Varga and her husband, John, lovingly tended the land and their animals, and the place became a destination for tourists in northern Summit County throughout the 1990s. Varga made Patty Lee’s Sour Cherry Jam based on her mother’s recipe, and sold brown eggs. Visiting painters set up easels in the songbird-filled fields and children chased blue butterflies.
“[I had] the most fun creating new products — jams, herb-infused vinegars and pesto,” recalls Varga, 55. “It was a creativity I didn’t know I had.”
But life, as the Akron native discovered, has its own way of ebbing and flowing.
The shift began in 1997, when a dark cloud settled over the idyllic homestead. John, a forester and farmer, had a severe stroke, which left him partially paralyzed and unable to walk or talk. Medical experts didn’t have much hope for rehabilitation. But when he struggled to whisper, “I am,” Varga took it as a sign that her husband’s soul and fire still burned brightly. She, along with a host of friends, created a physical therapy regimen to help him regain his strength.

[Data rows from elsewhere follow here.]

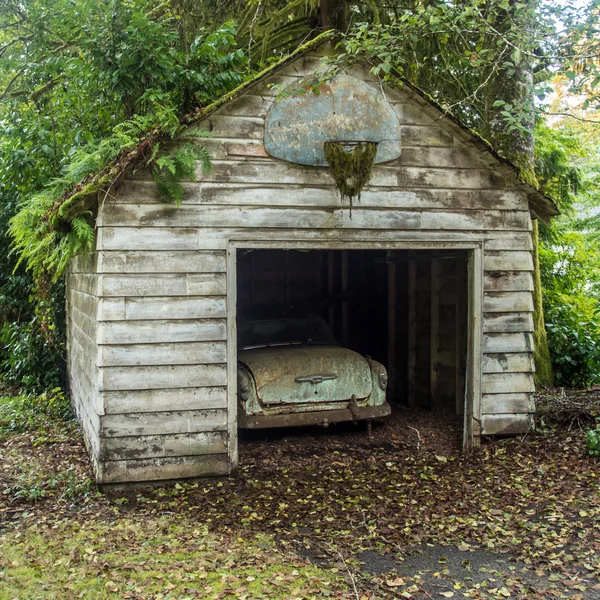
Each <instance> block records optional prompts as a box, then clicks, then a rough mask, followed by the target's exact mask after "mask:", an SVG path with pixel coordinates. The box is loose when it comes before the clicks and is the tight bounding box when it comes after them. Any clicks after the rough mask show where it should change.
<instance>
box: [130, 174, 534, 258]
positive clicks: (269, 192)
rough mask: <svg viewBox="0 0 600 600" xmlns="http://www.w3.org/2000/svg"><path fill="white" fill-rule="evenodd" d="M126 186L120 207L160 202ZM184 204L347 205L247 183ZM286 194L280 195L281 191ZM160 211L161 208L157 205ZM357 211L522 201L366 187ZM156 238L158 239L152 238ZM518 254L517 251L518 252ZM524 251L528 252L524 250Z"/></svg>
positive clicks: (484, 190)
mask: <svg viewBox="0 0 600 600" xmlns="http://www.w3.org/2000/svg"><path fill="white" fill-rule="evenodd" d="M134 183H135V185H131V183H130V184H128V187H127V189H126V191H125V192H122V193H121V194H120V197H119V204H158V203H160V197H159V195H158V191H157V189H156V185H155V183H154V182H153V181H137V182H134ZM183 185H184V188H185V190H186V194H185V205H186V206H191V205H194V204H218V205H229V206H294V207H327V208H341V207H343V206H346V205H345V204H344V203H343V202H342V200H341V199H340V197H339V194H338V193H337V191H336V190H335V189H334V188H333V187H332V186H325V185H319V186H317V185H315V181H314V180H312V181H311V182H310V184H308V185H287V186H282V185H274V184H269V185H265V184H249V183H246V182H244V183H218V184H216V183H200V184H198V183H184V184H183ZM283 189H285V193H282V190H283ZM162 206H164V205H162ZM360 206H361V207H362V208H386V207H390V208H420V209H424V208H433V209H439V208H448V209H455V208H465V209H486V210H487V209H489V208H490V207H493V208H494V209H495V210H523V208H522V198H521V196H520V194H519V193H517V192H514V191H512V190H476V191H470V190H454V189H415V190H410V191H409V190H394V189H388V188H385V189H380V188H367V189H366V190H365V191H363V193H362V194H361V200H360ZM157 235H158V234H157ZM519 249H521V248H519ZM523 249H528V247H524V248H523Z"/></svg>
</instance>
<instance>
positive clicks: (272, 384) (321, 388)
mask: <svg viewBox="0 0 600 600" xmlns="http://www.w3.org/2000/svg"><path fill="white" fill-rule="evenodd" d="M238 360H239V361H240V362H242V363H244V364H245V365H246V366H247V367H248V368H249V369H250V371H251V372H252V375H253V376H254V381H255V382H256V390H257V394H258V397H259V399H260V400H261V401H262V402H263V403H264V404H290V403H292V404H295V403H313V402H314V403H322V402H332V401H333V402H335V401H341V400H349V399H350V398H352V396H353V395H354V396H355V397H356V398H357V399H362V398H366V397H367V396H369V395H370V394H371V387H372V379H371V369H370V367H369V363H368V362H367V361H366V359H365V358H364V357H362V356H361V355H360V354H358V353H357V352H354V351H353V350H349V349H348V348H340V347H338V346H277V347H273V348H258V349H252V350H244V351H241V352H240V353H239V354H238Z"/></svg>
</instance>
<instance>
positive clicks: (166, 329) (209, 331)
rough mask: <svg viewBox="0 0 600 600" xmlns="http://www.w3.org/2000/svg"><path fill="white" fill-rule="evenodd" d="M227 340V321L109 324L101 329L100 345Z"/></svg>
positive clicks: (100, 328) (126, 321)
mask: <svg viewBox="0 0 600 600" xmlns="http://www.w3.org/2000/svg"><path fill="white" fill-rule="evenodd" d="M173 316H175V315H173ZM224 339H225V321H224V320H223V319H187V320H186V319H181V320H172V321H168V320H164V321H160V320H158V321H125V322H123V321H112V322H110V321H109V322H105V323H101V324H99V326H98V343H99V344H154V343H161V342H172V343H175V342H213V341H221V340H224Z"/></svg>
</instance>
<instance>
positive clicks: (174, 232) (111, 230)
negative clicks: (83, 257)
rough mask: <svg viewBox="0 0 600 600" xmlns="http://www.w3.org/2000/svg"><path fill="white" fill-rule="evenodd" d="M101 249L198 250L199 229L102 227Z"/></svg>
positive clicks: (111, 249)
mask: <svg viewBox="0 0 600 600" xmlns="http://www.w3.org/2000/svg"><path fill="white" fill-rule="evenodd" d="M111 210H112V209H111ZM101 230H102V231H101V241H100V243H99V246H98V247H99V249H100V250H196V249H197V248H198V230H197V229H193V228H189V227H176V228H168V227H160V228H155V227H149V226H147V225H144V226H143V227H141V226H140V227H127V228H122V227H101Z"/></svg>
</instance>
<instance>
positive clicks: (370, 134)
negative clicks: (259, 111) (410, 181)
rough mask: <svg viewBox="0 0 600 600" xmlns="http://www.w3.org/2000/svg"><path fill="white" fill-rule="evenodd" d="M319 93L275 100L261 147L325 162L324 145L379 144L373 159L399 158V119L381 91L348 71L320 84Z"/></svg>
mask: <svg viewBox="0 0 600 600" xmlns="http://www.w3.org/2000/svg"><path fill="white" fill-rule="evenodd" d="M319 92H320V93H319V94H315V93H313V92H312V91H308V92H307V93H306V94H305V95H298V94H296V95H294V94H293V92H292V94H291V95H290V96H284V97H282V98H281V99H278V100H276V101H275V102H274V103H273V105H272V106H271V109H270V110H269V113H268V114H267V120H266V125H265V148H266V150H267V152H268V153H269V154H270V155H271V156H273V157H275V158H281V159H283V160H287V161H289V162H293V163H298V164H301V165H313V166H325V165H327V161H326V160H325V155H324V153H323V143H324V142H328V141H336V142H340V141H342V142H343V141H370V142H378V146H377V156H376V158H375V162H376V163H381V162H386V161H389V160H394V159H395V158H398V157H399V156H400V123H399V121H398V116H397V115H396V112H395V111H394V109H393V107H392V106H391V104H390V103H389V102H388V101H387V100H386V98H385V96H384V94H383V93H382V91H381V90H380V89H378V88H376V87H372V86H370V85H369V84H367V83H365V82H364V81H362V80H360V79H357V78H356V77H352V76H350V75H344V74H341V75H338V76H337V77H336V78H335V80H334V81H332V82H330V83H324V84H323V85H321V87H320V89H319Z"/></svg>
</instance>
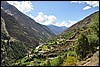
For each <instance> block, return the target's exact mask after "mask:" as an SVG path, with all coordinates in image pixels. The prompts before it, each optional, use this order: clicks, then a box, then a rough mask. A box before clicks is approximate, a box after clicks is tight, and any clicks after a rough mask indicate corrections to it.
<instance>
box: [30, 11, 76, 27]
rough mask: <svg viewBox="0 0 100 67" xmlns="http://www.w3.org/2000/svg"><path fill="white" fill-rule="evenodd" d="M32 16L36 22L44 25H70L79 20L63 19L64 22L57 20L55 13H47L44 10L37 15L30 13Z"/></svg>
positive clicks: (75, 22)
mask: <svg viewBox="0 0 100 67" xmlns="http://www.w3.org/2000/svg"><path fill="white" fill-rule="evenodd" d="M29 16H30V17H31V18H33V19H34V20H35V21H36V22H38V23H40V24H43V25H50V24H52V25H55V26H59V27H60V26H66V27H70V26H72V25H73V24H75V23H76V22H77V21H71V20H69V21H62V22H57V21H56V19H57V18H56V16H54V15H45V14H44V13H43V12H38V15H37V16H36V17H34V16H32V15H31V14H30V15H29Z"/></svg>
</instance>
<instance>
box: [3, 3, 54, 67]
mask: <svg viewBox="0 0 100 67" xmlns="http://www.w3.org/2000/svg"><path fill="white" fill-rule="evenodd" d="M52 36H55V35H54V34H53V32H52V31H51V30H50V29H49V28H48V27H47V26H44V25H41V24H39V23H37V22H35V21H34V20H33V19H31V18H30V17H28V16H26V15H25V14H23V13H21V12H20V11H19V10H17V9H16V8H15V7H14V6H12V5H10V4H8V3H7V2H5V1H1V58H2V59H1V65H2V66H6V65H7V66H8V65H10V64H11V63H12V62H15V61H16V60H18V59H20V58H22V57H24V56H26V55H27V54H28V53H29V52H30V51H31V50H32V49H33V48H35V47H36V46H38V45H39V43H41V42H44V41H45V40H46V39H48V38H51V37H52Z"/></svg>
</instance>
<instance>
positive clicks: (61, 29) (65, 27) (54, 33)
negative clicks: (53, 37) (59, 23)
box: [47, 25, 67, 35]
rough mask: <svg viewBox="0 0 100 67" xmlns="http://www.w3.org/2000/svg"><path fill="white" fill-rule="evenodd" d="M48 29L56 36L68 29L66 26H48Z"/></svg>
mask: <svg viewBox="0 0 100 67" xmlns="http://www.w3.org/2000/svg"><path fill="white" fill-rule="evenodd" d="M47 27H48V28H49V29H50V30H51V31H52V32H53V33H54V34H56V35H59V34H61V33H62V32H64V30H66V29H67V27H65V26H61V27H58V26H55V25H47Z"/></svg>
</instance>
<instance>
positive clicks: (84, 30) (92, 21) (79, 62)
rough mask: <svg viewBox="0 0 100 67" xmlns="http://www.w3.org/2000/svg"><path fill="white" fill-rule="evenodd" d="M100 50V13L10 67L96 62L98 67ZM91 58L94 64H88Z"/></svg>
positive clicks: (65, 31) (63, 34)
mask: <svg viewBox="0 0 100 67" xmlns="http://www.w3.org/2000/svg"><path fill="white" fill-rule="evenodd" d="M98 50H99V11H98V12H95V13H93V14H91V15H90V16H88V17H86V18H84V19H83V20H81V21H79V22H78V23H76V24H74V25H73V26H71V27H70V28H68V29H67V30H66V31H65V32H63V33H62V34H60V35H59V36H57V37H55V38H53V39H49V40H47V41H46V43H44V45H43V46H41V47H39V48H38V49H33V50H32V52H30V53H29V54H28V55H27V56H25V57H24V58H22V59H20V60H17V61H16V62H14V63H13V64H11V65H10V66H79V65H81V66H88V65H91V64H92V62H95V61H96V63H95V64H94V66H98V65H99V61H98V60H99V59H97V58H99V56H98V55H99V52H98ZM89 58H91V61H92V62H88V61H90V60H89ZM94 58H95V60H94ZM83 61H85V62H84V63H83ZM86 63H87V64H86ZM88 63H89V64H88Z"/></svg>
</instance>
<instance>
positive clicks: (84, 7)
mask: <svg viewBox="0 0 100 67" xmlns="http://www.w3.org/2000/svg"><path fill="white" fill-rule="evenodd" d="M90 8H91V7H90V6H86V7H84V8H83V10H87V9H90Z"/></svg>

Despite the couple’s best efforts, living on the farm became an impossibility, complicated by park-policy issues. They moved to a little red house on a hill in nearby Peninsula, where John is able to walk to the local library.
Although Varga’s herb garden has diminished in size, her passion for the plants has never waned. It began in 1985 when she was a legal assistant, living first in New York and later Las Vegas. Varga cultivated an interest in herbs as an antidote to the depression that set in following her father’s death.
“I needed a catharsis, so I planted an herb garden in the desert,” she says. “Since many herbs are warm-climate Mediterranean weeds, it worked. I also researched organic gardening.
“Everyone called me a hippie. They knew I didn’t belong in the corporate world. When friends offered the property to me, I came back to Ohio.”
Varga believes herbs are healing in many ways. In 2002, she opened the Crooked River Herb Farm Shop in downtown Peninsula, filled with the scents of lavender, mint, herbal teas and vinegars she made herself. Last Christmas Eve, economy woes shut the doors.
She is now employed by Suncrest Gardens landscape and garden center in Boston Township, a decision that wasn’t easy because Varga had not worked for anyone in many years.
“It’s very much like working on the farm, and it feels so good to do all the physical activity again. The job is everything I love best. I sell perennials, annuals, huge hanging baskets of flowers. I teach people how to grow herbs and how to use them,” says Varga, who appreciates the stability of the position. “The end of our farm was devastating and losing the livestock was the worst. But we still visit some of the animals, including the llamas. Varga also sells chemical- and pesticide-free herbal gourmet products on her Web site, www.crookedriverfarm.com.
“I had a dream. I did it and John was part of that dream,” she says. “How many people can say they fulfilled their dreams? I have learned to re-direct my energy. I tell my boss at the garden center that if we could just get a couple chickens there, I’d have everything I ever wanted again.”